Les îles de Las Perlas

Enfin nous pouvions lever l’ancre pour rejoindre SERENITY aux îles. Nous recevions les coordonnées GPS de leur lieu d’ancrage et leur avions envoyés des SMS et un message sur Iridium que nous arrivions.

Nous avions peu de vent et aussi peu de vagues. Etant vent arrière, nous avons pu sortir notre spi Parasailor. Ce fut une traversée très agréable, malgré la lenteur de l’avancée.


Nous arrivions peu avant le coucher du soleil à l’endroit où SERENITY se trouvait le soir d’avant.
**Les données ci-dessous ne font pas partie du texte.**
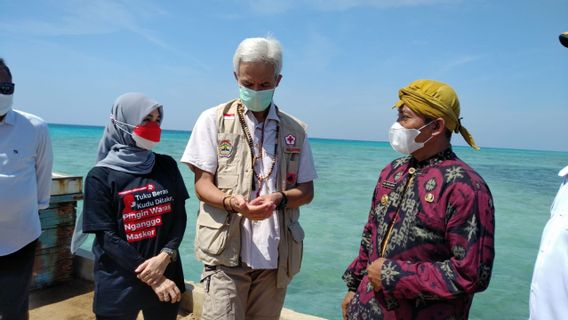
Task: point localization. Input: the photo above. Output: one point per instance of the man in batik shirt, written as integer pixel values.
(428, 244)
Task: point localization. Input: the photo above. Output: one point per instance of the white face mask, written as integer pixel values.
(6, 101)
(403, 140)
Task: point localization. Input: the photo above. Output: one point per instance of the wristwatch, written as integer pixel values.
(171, 253)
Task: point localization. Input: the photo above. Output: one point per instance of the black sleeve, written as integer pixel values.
(119, 250)
(180, 221)
(98, 203)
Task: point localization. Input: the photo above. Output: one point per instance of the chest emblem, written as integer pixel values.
(290, 140)
(225, 149)
(385, 200)
(388, 184)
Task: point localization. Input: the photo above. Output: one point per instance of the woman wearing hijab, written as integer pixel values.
(135, 205)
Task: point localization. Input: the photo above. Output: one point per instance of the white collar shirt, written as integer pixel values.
(259, 239)
(26, 161)
(548, 287)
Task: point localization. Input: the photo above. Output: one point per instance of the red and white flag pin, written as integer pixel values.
(290, 140)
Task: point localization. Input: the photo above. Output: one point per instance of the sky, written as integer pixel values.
(344, 61)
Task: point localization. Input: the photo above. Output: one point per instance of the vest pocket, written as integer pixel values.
(212, 229)
(295, 248)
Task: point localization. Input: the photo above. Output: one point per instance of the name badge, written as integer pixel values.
(388, 184)
(292, 150)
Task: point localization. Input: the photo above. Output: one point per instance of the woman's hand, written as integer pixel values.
(348, 297)
(166, 290)
(152, 270)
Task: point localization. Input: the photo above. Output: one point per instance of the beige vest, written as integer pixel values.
(218, 233)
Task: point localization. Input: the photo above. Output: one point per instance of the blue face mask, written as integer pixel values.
(256, 101)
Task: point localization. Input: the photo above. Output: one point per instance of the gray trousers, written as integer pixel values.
(239, 293)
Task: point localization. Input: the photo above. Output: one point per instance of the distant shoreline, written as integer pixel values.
(357, 141)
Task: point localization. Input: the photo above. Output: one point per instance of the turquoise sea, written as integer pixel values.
(523, 183)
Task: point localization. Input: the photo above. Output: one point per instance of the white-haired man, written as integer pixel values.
(253, 170)
(26, 160)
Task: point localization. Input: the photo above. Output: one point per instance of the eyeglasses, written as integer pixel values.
(6, 88)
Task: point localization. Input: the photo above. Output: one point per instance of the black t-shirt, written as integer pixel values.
(134, 217)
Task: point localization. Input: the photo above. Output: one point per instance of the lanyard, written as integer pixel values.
(258, 177)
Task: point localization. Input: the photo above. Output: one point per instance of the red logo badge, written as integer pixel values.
(290, 140)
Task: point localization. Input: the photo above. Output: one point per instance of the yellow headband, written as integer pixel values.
(434, 99)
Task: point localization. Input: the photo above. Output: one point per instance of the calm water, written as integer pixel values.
(523, 184)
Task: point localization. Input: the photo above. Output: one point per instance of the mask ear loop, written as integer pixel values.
(119, 124)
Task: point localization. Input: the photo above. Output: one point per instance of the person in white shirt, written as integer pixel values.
(548, 298)
(26, 161)
(549, 288)
(253, 169)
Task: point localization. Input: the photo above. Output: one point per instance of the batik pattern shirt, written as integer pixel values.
(433, 222)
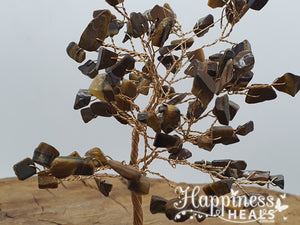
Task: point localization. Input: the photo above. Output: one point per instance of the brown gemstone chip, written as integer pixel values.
(288, 83)
(45, 180)
(256, 4)
(87, 114)
(104, 187)
(95, 33)
(102, 89)
(44, 154)
(162, 31)
(24, 169)
(83, 98)
(127, 171)
(106, 58)
(203, 87)
(158, 204)
(221, 109)
(202, 26)
(97, 156)
(245, 129)
(260, 93)
(141, 186)
(102, 109)
(89, 69)
(169, 117)
(75, 52)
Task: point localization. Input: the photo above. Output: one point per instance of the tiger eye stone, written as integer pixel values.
(89, 69)
(24, 169)
(75, 52)
(170, 117)
(260, 93)
(97, 157)
(256, 4)
(162, 31)
(202, 26)
(106, 58)
(45, 180)
(95, 33)
(87, 115)
(101, 88)
(288, 83)
(203, 87)
(221, 109)
(245, 128)
(127, 171)
(44, 154)
(83, 98)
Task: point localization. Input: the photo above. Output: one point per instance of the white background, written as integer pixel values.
(39, 82)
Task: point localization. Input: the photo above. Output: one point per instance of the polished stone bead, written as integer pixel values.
(158, 204)
(233, 108)
(104, 187)
(103, 109)
(260, 93)
(95, 33)
(245, 129)
(87, 115)
(181, 155)
(279, 181)
(256, 175)
(216, 3)
(203, 87)
(205, 142)
(24, 169)
(102, 89)
(235, 164)
(127, 171)
(75, 52)
(195, 109)
(141, 186)
(196, 54)
(45, 180)
(169, 61)
(106, 58)
(166, 141)
(44, 154)
(122, 67)
(218, 188)
(151, 120)
(162, 31)
(242, 46)
(83, 98)
(203, 25)
(288, 83)
(256, 4)
(170, 117)
(97, 156)
(244, 61)
(221, 109)
(89, 69)
(177, 99)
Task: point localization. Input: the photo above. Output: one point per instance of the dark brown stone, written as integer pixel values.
(24, 169)
(260, 93)
(75, 52)
(95, 33)
(245, 129)
(83, 98)
(288, 83)
(44, 154)
(202, 26)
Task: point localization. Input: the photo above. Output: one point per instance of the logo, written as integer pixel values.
(234, 207)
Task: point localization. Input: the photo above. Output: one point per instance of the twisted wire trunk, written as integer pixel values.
(136, 199)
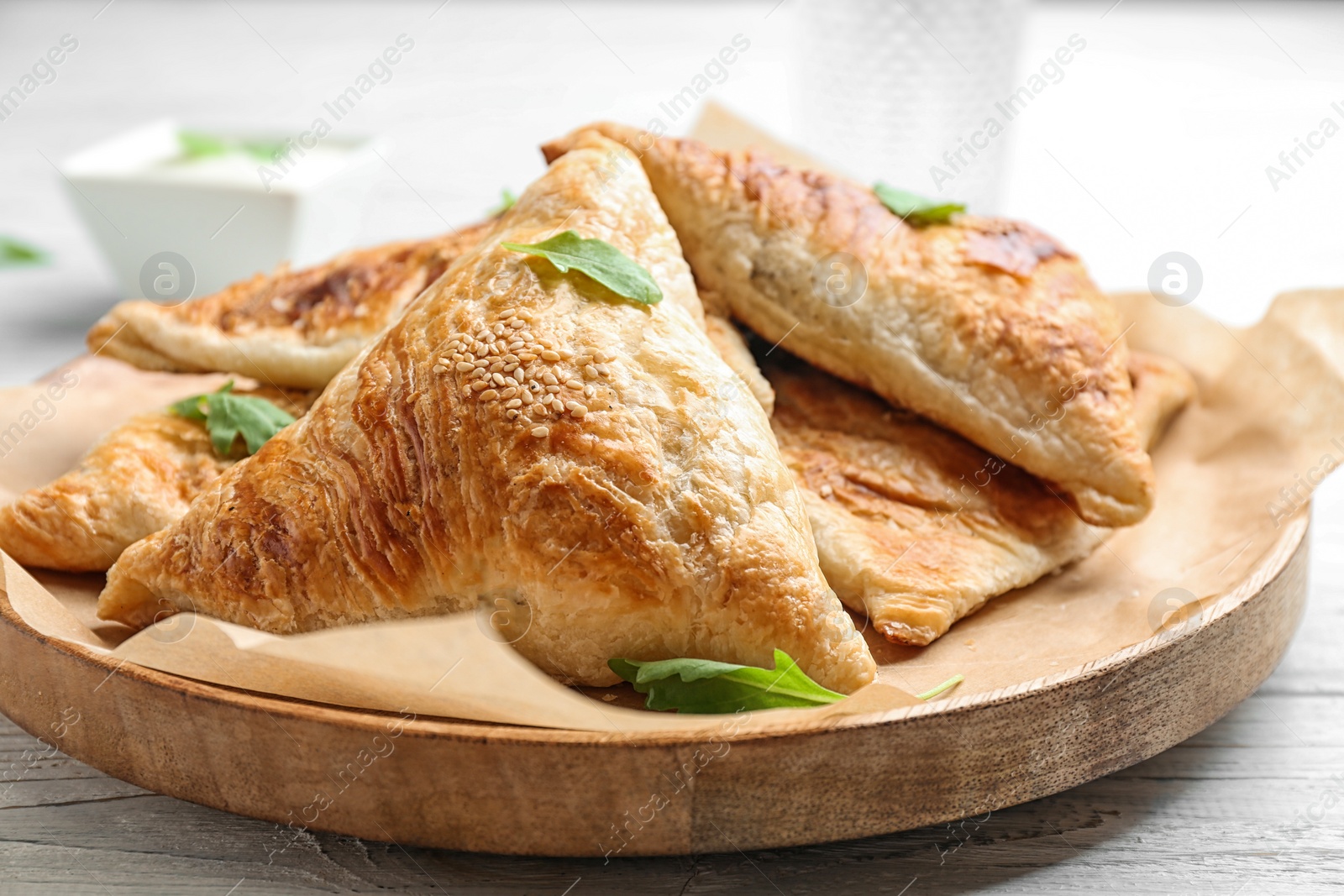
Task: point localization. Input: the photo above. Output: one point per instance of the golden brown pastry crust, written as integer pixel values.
(914, 526)
(985, 327)
(659, 521)
(289, 328)
(134, 481)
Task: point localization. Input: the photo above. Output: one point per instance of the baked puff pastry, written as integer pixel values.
(615, 492)
(136, 479)
(914, 526)
(289, 328)
(985, 327)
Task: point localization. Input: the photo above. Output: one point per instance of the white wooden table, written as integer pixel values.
(1158, 140)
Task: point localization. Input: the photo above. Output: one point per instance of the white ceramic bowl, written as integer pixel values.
(172, 228)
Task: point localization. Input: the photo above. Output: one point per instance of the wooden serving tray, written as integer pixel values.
(503, 789)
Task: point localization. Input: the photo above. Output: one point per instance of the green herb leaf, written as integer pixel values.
(228, 417)
(705, 685)
(597, 258)
(201, 145)
(507, 201)
(947, 685)
(15, 254)
(914, 208)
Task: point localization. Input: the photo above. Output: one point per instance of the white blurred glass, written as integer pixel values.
(887, 90)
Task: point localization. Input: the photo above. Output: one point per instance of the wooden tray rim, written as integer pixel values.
(1270, 566)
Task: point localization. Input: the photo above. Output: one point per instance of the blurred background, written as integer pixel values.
(1126, 129)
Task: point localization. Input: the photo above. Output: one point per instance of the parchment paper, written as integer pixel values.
(1234, 469)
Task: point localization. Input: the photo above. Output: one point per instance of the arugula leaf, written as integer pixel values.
(947, 685)
(202, 145)
(705, 685)
(914, 208)
(13, 254)
(228, 417)
(597, 258)
(507, 201)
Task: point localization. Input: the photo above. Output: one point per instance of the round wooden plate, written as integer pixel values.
(501, 789)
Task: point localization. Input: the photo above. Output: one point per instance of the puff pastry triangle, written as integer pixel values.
(288, 328)
(649, 517)
(985, 327)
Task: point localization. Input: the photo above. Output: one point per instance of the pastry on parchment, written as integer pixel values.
(914, 526)
(136, 479)
(635, 506)
(288, 328)
(987, 327)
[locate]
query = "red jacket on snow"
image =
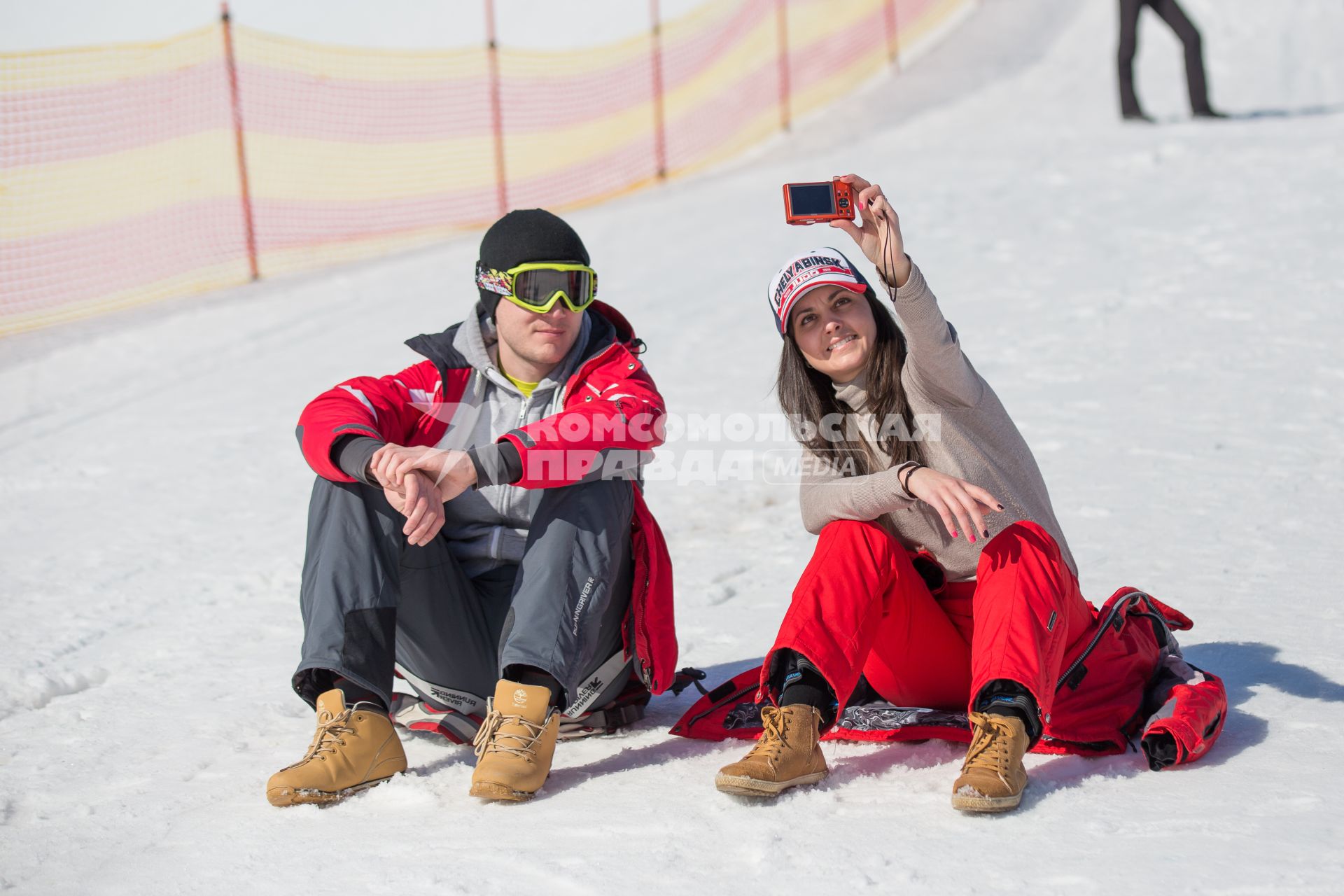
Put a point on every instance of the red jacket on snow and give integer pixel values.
(610, 402)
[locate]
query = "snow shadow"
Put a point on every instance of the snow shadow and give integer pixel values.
(1242, 665)
(1253, 115)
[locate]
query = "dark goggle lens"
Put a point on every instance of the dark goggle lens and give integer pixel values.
(537, 286)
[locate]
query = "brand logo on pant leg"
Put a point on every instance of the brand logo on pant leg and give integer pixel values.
(578, 610)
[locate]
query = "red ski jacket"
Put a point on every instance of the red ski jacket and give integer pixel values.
(610, 402)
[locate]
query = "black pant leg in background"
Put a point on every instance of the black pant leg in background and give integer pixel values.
(1189, 34)
(1126, 55)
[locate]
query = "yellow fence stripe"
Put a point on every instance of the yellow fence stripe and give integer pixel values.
(48, 69)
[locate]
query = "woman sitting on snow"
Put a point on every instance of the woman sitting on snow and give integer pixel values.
(941, 577)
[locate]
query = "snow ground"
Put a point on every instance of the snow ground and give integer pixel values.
(1159, 307)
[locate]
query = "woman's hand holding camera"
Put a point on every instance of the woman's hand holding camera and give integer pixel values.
(879, 234)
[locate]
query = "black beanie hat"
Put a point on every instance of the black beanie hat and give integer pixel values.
(527, 235)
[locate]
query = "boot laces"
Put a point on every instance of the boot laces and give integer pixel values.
(328, 736)
(991, 747)
(489, 739)
(773, 739)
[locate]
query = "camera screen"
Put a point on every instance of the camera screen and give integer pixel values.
(812, 199)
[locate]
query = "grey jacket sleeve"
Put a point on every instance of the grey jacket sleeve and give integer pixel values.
(934, 359)
(496, 464)
(825, 495)
(353, 454)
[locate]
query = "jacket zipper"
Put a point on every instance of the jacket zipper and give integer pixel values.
(1123, 605)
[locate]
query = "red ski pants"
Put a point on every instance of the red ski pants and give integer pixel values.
(860, 608)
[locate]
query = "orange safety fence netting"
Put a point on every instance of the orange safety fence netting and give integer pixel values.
(121, 178)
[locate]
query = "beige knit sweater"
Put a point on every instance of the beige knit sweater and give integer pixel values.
(977, 442)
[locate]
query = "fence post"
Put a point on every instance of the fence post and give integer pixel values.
(889, 19)
(496, 115)
(781, 15)
(232, 67)
(660, 141)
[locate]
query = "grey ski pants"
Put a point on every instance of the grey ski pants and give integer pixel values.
(371, 601)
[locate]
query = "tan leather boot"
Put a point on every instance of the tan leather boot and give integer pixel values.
(515, 746)
(785, 755)
(355, 748)
(992, 777)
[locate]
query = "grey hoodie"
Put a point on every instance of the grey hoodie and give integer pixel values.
(977, 442)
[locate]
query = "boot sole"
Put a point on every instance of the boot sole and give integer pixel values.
(979, 804)
(745, 786)
(302, 797)
(487, 790)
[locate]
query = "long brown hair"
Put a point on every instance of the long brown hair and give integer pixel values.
(806, 397)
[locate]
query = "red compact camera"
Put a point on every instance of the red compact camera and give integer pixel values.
(818, 202)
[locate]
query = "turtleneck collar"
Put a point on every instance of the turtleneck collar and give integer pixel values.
(855, 393)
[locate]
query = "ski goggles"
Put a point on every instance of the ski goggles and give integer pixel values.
(538, 285)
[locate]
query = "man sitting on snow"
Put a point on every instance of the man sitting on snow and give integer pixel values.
(477, 528)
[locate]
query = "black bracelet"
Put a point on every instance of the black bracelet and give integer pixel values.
(907, 473)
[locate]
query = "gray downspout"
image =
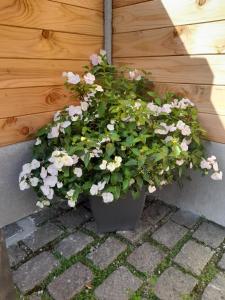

L’endroit était magnifique, peuplé de plusieurs centaines de pélicans et aucun bateau à l’horizon. Bizarrement nous avions un peu de réseau et avons pu contacter SERENITY qui n’avait reçu aucun de nos messages. Un rendez-vous fut pris pour le lendemain.

Le lendemain matin au réveil, pas un pet de vent ! C’est maintenant ou jamais ! Je m’attaque à attacher la grand-voile pour pouvoir la soulever et agrandir notre lazy bag. Stéphane est venu me prêter main forte. Nous avons installé la machine à coudre sur le toit afin de ne pas devoir démonter tout le lazy bag. J’ai ajouté une bande afin d’élargir notre lazy bag qui était trop petit pour enfermer la partie arrière de notre nouvelle voile.

J’ai profité de ma machine pour fabriquer quelques pavillons de courtoisie qu’il nous manquait : Galapagos, Gambiers, Marquises, Tuamotus & Polynésie.


C’est en fin d’après-midi que nous avons retrouvé nos amis à un mouillage entre 2 petites îles désertes. Le lendemain nous nous rendions vers une autre petite île déserte. La plage était belle, il y avait 3 couleurs de sable différents. Des pierres de couleur jaune/rouge se mélangeaient aux pierres grises. 


Nous avons fait un tour en annexe pour remonter une rivière de la plus grande île de l’Archipel. Très joli, mangroves, plantes, oiseaux, une nature magnifique. Je crois même avoir aperçu un crocodile ou alligator.

Partout où nous allions, des centaines de Pélicans s’y trouvaient. C’est superbe de déjeuner et de les voir pêcher tout près du bateau. Ils piquent les uns après les autres dans l’eau comme un avion qui largue des bombes.

Nous avons passé vers l’île San Telmo, espérant voir l’épave du sous-marin Explorer. Nous étions marée haute, le sous-marin devait être complètement submergé. Nous avons continué notre chemin.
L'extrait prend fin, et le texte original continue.